On third day of its demolition drive, KMC clears passport office basementAfter the City vacated the basement Friday, the office published a notice saying the basement will be used as a parking lot from Sunday onwards.
The Kathmandu Metropolitan City on Friday vacated the basement of the Department of Passport, which the City said was being used for other than the stated purpose.
City police removed chairs and other furniture from the basement as part of its ongoing drive to demolish illegal structures and remove businesses being operated from spaces with site plan approval for other purposes such as parking.
Although public opinion has swayed in Kathmandu mayor Balendra Shah’s favour since he initiated the demolition drive, those directly affected by the drive, especially office bearers at the Department of Passport, are worried about managing the huge footfall of service-seekers at the office every day.
“Over 5,000 people come here to get services daily. We were using the basement as a waiting area for service seekers. We were also distributing passports from here,” said Surendra Kumar Yadav, general director of the department.
The limited space and insufficient support infrastructure at the passport office compelled the office to use the basement for purposes other than parking for vehicles, said Yadav.
“We want to help the City in its drive. We had asked the City for some more time to make other arrangements but they vacated the basement on Friday itself. This is going to cause inconvenience to service-seekers who come here in their thousands daily,” said Yadav. “It will be hard to manage such a huge crowd now.”
Shah, accompanied by police, reached the Tripureshwar-based passport office in the afternoon and removed over 200 chairs from the basement being used as the waiting area.
The passport department started issuing biometric passports from its Tripureshwar office from the third week of November last year. Since then service seekers from across the country have been visiting the Capital which has inadvertently led to overcrowding at the passport office with limited infrastructure.
“The department is the most crowded government office in the Valley,” said Yadav. “It’s going to be very difficult to manage the crowd.”
While the passport office used the basement as its waiting area for service-seekers, the vehicles meant to be parked in the basement could be seen parked outside the office building in a narrow alley causing massive traffic jams in the area.
After Shah and his team vacated the basement on Friday, the passport office published a notice informing service seekers that the basement will be used as a parking lot from Sunday onwards.
The office has requested service seekers to visit the office only after registering online for time and date allocation for any passport-related work.
“We request our clients to come through gate number two to collect passports and to not crowd outside the office,” reads the statement.
On Thursday, Shah had the basement of the Alfa Beta Complex demolished.
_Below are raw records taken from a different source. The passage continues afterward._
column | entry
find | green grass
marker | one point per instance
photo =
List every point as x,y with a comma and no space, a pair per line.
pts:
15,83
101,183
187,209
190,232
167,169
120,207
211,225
Before the City demolished the illegal structure, there was a verbal altercation between the managing director of Alfa Beta, Dwiraj Sharma and Shah.
The City started its demolition drive on Wednesday. On the first day, Shah cleared illegal structures in front of the Kathmandu Mall at Sundhara, RB Complex at Khichapokhari and reached the London Pub at Durbar Marg, to clear the illegal basement parking.
Following Shah’s move, members of political parties have commented and shown concerns, some terming Shah’s move as “anarchic”
Speaking at a function in Kathmandu, Min Bahadur Bishwakarma, a Congress lawmaker, blamed Shah for not following the law.
“The mayor should focus on managing the City lawfully,” said Bishwakarma. “The City should send a letter to those who have breached the law and take appropriate steps such as issuing a fine for violating the rules and regulations. He should not promote anarchy in the Valley,” he added.
CPN-UML lawmaker Mahesh Basnet has been sharing his concerns about Shah’s work since Thursday.
“You might have thought you would be hailed as a hero for doing this,” wrote Basnet on his Facebook page. He further lashed out at Shah asking him to not be swayed by the support he has garnered on social media for his work. “What will happen if your opponents also start applying your methods to get their work done?” he writes.
The City launched the demolition drive on July 18 by issuing a 35-day ultimatum to the owners of commercial buildings to clear the basements for parking vehicles. It, however, does not have accurate data on the number of illegal structures in Kathmandu.
Suraj Shakya, chief of the Building Construction Department, said since 2018, a total of 274 basements have been registered for vehicle parking in the Kathmandu Metropolitan area. He, however, said the City is unaware of how many of them have been using the basement for other purposes. The City also does not have data on the number of basement parking being illegally used for business purposes.
With basements meant for parking rented out to businesses, vehicles are parked outside the buildings and oftentimes, on the roadsides, causing traffic congestion in the City.
The Kathmandu Metropolitan City’s local gazette 2075 (2018), section 12, states that if structures in Kathmandu are built against the rules set by the City, it has the right to demolish such structures.
“Our wish is that structures should be used for their stated purposes. The City is thankful to those who have been doing this already,” reads his status.